It has been reported that, upon investigation, the shipmaster was to deliver the entire cargo to the port of Misrata – in violation of the UN arms embargo on Libya, which began in 2011. Indeed, the Misrata Free Zone, which manages Misrata port, and the Misrata municipal council issued statements announcing that although the vessel was expected to arrive this week, it did not dock or anchor at the port. They stated that no other information was available. The ship’s crew of eight, made up of two Ukrainians, five Indians and one Albanian, have all been arrested and the cargo seized.

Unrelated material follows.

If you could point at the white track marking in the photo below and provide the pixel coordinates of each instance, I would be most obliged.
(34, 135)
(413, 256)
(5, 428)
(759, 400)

In the wake of the event, statements from representatives of both the House of Representatives (HoR) and the Government of National Accord (GNA) condemned the incident and indicated their concerns about the violation of the UN arms embargo. The Turkish embassy in Tripoli issued a statement saying the ship was headed to Ethiopia not Libya and has requested Greek authorities to provide documents and crew testimonies. The statement also reiterated Turkey’s commitment to the UN embargo and clarified that they were in contact with the GNA in Tripoli over the matter. However, this is not the first time that arms and ammunition have been loaded from Iskenderum port. In September 2015, a ship loaded from the port carrying 5,000 shotguns and half a million bullets was seized after attempting to smuggle them to Misrata. The Libyan National Army released a statement describing the Andromeda’s cargo as being intended for “building bombs used for terrorist acts” and accused Turkey of aiding and abetting terrorism in Libya, imploring the UN, EU, Arab League, and African Union to pursue the incident as a war crime.